Hablamos de “Mercaderes de humo” de George Ballantree

¿Es posible gasta cientos millones de euros en algo que nadie sabe lo que es? Personalmente tengo la sospecha de que es bastante más que posible. Sobre todo cuando hablamos del “dinero que no es de nadie”. He leído este fin de semana Mercaderes de humo. Mitos y realidades sobre la consultoría de George A. Ballantree y la verdad es que me ha hecho pasar un buen rato. De hecho, creo que aún tengo la sonrisa en la cara.

George A. Ballantree es, más que posiblemente, un pseudónimo de un consultor español que a estas alturas debe estar amparado por algún programa de protección de testigos tras escribir el libro.

En el mismo, se describe el funcionamiento interno de las grandes firmas de consultoría. Sin citar nombres, y esto es mera hipótesis, podríamos estar hablando de empresas tipo PriceWaterhouseCoopers, Deloitte, Indra, etc o de las cariñosamente llamadas “cárnicas” (hay quien no dudaría en meter a las anteriores entre ellas) que te contratan para trabajar años y años en un cliente comportándose más como una ETT que como una empresa al uso.

Sea como fuere, el libro es un manual para el cliente que va a trabajar mano a mano en un proyecto con una consultora. Y digo trabajar porque la contratación se habrá llevado a cabo en un nivel superior entre un directivo o político y un socio de la empresa consultora en base a una necesidad más bien difusa.

Pero como dice el autor “Salvo excepciones, sólo los ineptos llegan a jefes” en una clara adaptación del archiconocido principio de Peter.

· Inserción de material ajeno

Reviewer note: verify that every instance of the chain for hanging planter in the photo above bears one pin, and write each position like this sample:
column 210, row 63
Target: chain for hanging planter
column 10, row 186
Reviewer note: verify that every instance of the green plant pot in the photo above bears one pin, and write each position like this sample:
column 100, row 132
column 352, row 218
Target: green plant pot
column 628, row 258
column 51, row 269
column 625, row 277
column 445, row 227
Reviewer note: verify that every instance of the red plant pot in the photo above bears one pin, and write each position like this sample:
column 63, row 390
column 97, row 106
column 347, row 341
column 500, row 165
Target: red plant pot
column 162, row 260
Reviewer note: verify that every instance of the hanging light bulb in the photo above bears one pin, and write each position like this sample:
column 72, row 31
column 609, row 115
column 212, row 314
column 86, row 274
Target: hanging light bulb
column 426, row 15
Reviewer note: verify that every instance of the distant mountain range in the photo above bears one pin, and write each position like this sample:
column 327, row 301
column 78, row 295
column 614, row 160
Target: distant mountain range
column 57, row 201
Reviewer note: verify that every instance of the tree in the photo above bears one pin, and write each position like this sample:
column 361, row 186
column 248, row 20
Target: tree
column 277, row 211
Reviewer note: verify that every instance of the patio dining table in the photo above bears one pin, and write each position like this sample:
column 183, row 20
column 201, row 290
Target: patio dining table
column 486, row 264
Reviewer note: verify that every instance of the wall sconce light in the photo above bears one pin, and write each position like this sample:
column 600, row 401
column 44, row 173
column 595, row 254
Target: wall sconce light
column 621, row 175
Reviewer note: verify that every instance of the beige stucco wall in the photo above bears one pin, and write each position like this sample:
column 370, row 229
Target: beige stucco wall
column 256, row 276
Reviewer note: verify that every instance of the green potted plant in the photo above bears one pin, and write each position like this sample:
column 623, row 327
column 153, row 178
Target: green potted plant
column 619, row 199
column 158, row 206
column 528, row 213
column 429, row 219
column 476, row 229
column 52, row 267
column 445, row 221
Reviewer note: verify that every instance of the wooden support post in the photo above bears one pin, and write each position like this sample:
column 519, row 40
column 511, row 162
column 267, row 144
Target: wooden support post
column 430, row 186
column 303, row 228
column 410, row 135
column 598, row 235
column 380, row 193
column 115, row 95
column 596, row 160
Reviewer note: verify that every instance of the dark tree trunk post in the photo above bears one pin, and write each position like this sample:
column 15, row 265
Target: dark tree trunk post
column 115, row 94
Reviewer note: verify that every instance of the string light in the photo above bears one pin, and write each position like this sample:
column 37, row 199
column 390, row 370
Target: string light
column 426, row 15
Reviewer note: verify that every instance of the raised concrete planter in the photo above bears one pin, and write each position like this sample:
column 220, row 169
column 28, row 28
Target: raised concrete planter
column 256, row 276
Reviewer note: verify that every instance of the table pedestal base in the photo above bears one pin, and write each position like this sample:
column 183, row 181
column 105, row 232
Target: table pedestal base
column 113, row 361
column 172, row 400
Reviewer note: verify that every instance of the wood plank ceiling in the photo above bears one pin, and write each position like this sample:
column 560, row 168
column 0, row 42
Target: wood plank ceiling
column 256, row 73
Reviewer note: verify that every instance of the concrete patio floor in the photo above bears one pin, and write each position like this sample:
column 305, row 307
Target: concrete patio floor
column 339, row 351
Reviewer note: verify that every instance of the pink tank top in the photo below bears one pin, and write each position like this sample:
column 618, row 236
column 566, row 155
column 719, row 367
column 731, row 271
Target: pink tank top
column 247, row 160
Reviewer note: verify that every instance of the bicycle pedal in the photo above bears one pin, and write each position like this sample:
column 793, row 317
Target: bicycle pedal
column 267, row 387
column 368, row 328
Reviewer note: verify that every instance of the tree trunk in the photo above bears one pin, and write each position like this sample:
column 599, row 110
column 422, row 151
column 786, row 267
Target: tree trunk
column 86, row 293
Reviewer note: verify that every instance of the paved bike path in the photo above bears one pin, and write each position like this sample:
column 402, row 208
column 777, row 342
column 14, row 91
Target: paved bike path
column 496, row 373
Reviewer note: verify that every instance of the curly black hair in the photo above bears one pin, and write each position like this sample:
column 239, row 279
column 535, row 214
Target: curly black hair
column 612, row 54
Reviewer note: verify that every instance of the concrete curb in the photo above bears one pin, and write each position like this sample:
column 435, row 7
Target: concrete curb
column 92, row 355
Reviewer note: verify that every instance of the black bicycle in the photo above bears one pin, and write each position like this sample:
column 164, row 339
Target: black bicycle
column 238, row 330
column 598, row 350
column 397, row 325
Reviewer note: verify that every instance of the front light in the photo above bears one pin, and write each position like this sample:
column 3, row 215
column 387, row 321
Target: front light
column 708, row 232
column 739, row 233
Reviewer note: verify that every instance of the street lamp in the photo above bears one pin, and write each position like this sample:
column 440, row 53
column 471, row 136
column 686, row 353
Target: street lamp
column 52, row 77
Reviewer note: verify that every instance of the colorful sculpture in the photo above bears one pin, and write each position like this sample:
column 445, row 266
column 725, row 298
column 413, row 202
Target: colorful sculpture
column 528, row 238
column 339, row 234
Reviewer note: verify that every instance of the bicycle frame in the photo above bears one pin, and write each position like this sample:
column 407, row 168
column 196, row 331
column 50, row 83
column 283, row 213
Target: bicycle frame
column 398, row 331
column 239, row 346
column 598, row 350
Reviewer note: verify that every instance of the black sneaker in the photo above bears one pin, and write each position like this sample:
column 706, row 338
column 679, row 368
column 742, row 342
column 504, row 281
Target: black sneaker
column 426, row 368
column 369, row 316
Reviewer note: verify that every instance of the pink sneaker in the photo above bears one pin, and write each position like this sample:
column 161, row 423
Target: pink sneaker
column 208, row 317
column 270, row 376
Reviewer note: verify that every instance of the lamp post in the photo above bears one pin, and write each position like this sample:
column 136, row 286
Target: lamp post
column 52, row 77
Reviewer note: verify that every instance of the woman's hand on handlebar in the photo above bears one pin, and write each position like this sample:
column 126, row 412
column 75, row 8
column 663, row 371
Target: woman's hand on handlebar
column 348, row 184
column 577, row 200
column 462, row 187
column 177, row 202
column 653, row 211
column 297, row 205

Así que si eres un enmarronado o estás en el proceso de serlo te recomiendo esta lectura ya que, como mínimo, pasareis un buen rato e incluso igual sacas algún consejillo de utilidad en la gestión del marrón.

El señor Ballantree (no confundir con “El señor de Ballantree” que es un libro de R.L.Stevenson) lleva a cabo todo un “inside job” de manera brillante, entretenida y cínica, sobre todo cínica. El libro rezuma bilis en abundancia.

No deja títere con cabeza, cargando tanto sobre los directivos que encargan un proyecto de este tipo en la parte del cliente “todo directivo que emprende un proyecto no lo hace ni por el bien de la empresa ni por el bien de la sociedad en la que vive. Niet. Lo hace por su propio lucimiento personal.” como sobre los consultores “en el fondo, a los consultores, usted les importa relativamente poco; le necesitan para vivir bien a su costa, pero no dejan de considerarle un engorro o trámite que afrontar en busca del bonus perdido, lo único que verdaderamente les interesa”.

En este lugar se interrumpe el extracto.